Now, all of you about to reply with your statistics about the increase in home runs over the years or a quote from a medical expert, you need to factor in a huge variable that separates the home run hitters of the modern era from the free-swinging Cecil Fielders, Dave Kingmans, Rob Deers and Pete Incaviglias (sp?) of the past -- Plate Discipline. Bonds and McGwire have/had UNBELIEVABLE discipline at the plate (actually McGwire didn't use to have it, but somehow he developed it later on in life, ironically around the time he really started to increase his home run totals). Bonds always had a pretty good eye at the plate, but it definitely improved in his later years. McGwire had a dismal performance in his final season. Who can explain that? He was pretty big in his last year too, so apparently the (alleged use of) steroids didn't help him that year for some reason.

It used to be acceptable for home run hitters to have low batting averages and high strikeouts; walks were actually frowned upon by power hitters -- but that philosophy started to change around the early 90's. Could you imagine the number of home runs that Fielder and Kingman would have hit per season if they didn't strike out every other at bat? -- probably more than 73. The all-time home run leader had pretty good plate discipline too :)

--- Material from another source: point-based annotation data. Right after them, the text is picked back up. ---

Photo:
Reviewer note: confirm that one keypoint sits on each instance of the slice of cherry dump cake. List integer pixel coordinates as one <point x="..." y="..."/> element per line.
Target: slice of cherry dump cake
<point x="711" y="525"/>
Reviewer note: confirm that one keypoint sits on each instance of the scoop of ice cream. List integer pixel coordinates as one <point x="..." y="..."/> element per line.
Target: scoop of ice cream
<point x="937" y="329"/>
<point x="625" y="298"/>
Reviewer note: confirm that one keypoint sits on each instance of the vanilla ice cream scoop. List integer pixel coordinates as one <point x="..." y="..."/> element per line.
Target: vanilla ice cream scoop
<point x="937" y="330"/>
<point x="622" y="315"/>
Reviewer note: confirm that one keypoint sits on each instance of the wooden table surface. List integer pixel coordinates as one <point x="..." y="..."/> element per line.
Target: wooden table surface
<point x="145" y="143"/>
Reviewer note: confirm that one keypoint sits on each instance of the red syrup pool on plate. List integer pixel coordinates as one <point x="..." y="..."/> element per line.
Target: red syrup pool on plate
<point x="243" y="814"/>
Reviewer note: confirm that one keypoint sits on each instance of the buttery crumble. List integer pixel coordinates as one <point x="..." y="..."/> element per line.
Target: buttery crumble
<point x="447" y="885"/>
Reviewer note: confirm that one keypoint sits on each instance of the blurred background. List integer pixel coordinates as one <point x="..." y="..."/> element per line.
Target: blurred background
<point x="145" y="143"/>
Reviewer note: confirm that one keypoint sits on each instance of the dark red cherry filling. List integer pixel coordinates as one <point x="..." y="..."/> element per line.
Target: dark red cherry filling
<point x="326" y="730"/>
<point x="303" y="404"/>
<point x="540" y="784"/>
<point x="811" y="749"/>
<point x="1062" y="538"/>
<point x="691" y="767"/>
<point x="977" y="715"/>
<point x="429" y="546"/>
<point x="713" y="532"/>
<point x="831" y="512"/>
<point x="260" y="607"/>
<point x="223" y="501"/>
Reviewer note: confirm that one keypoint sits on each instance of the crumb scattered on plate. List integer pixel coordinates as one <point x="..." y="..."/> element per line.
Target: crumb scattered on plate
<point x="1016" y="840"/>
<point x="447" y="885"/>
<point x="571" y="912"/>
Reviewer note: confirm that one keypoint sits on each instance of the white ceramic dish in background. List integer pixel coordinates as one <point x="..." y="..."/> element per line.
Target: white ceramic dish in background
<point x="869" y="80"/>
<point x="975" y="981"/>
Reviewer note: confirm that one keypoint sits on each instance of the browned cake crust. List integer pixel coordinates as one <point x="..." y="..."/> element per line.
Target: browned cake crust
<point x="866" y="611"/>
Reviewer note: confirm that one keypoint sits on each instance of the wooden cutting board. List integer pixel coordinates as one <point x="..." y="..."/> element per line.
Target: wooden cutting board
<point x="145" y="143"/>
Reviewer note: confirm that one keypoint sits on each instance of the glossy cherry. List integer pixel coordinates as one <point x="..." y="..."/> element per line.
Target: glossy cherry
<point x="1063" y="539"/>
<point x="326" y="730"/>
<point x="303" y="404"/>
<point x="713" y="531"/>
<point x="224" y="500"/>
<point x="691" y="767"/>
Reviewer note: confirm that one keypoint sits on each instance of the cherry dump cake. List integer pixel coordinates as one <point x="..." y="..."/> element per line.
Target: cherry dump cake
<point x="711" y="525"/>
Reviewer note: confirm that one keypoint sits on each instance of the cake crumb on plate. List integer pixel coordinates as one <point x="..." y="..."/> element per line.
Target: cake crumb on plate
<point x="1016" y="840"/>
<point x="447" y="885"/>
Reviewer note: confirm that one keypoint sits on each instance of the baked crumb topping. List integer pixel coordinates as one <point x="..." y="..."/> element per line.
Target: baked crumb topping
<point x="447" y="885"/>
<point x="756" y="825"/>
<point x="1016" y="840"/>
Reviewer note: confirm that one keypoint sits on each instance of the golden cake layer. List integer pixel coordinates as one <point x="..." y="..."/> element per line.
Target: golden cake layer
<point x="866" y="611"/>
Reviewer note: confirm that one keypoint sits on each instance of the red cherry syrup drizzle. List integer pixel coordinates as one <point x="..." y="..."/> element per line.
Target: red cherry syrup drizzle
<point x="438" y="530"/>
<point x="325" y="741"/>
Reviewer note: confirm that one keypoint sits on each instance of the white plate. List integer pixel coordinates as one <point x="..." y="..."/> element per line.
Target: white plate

Also, there's an argument that expansion over the years has lead to an increase in the number of pitchers in the league and a corresponding reduction in the overall quality of pitching in the league each year.

Blogger Rick Karcher -- 7/17/2006 8:27 AM  


A beautiful, sunny day in Portland and Rich and I are on the same page. Ban what you ban and punish those who're caught using the banned substances. Not only do I believe that MLB doesn't even have a drug "problem" versus, say, cycling or American football (hell, world football too), but that the drug "problem" doesn't represent magic production pills. Should MLB fight to eliminate PEDs from its game? Absolutely and it is...trying at least, even if many don't agree with the way that it's being done. Are PEDs MORE responsible for increased numbers vs. smaller stadiums, modern training and weight lifting, improved diet and legal supplements, tighter baseballs, advanced surgeries, "body armor," small strike zones, regular historic trends, etc? I don't think so. PEDs are an easy boogey-man, but the raw home run numbers don't indicate that they are solely responsible for anything and, even if they were, the jump in home runs over that last fifteen years hasn't been THAT dramatic. Those are the numbers. Agreed.

Have a nice day, keep up the good work, I particularly enjoy your baseball analyst work.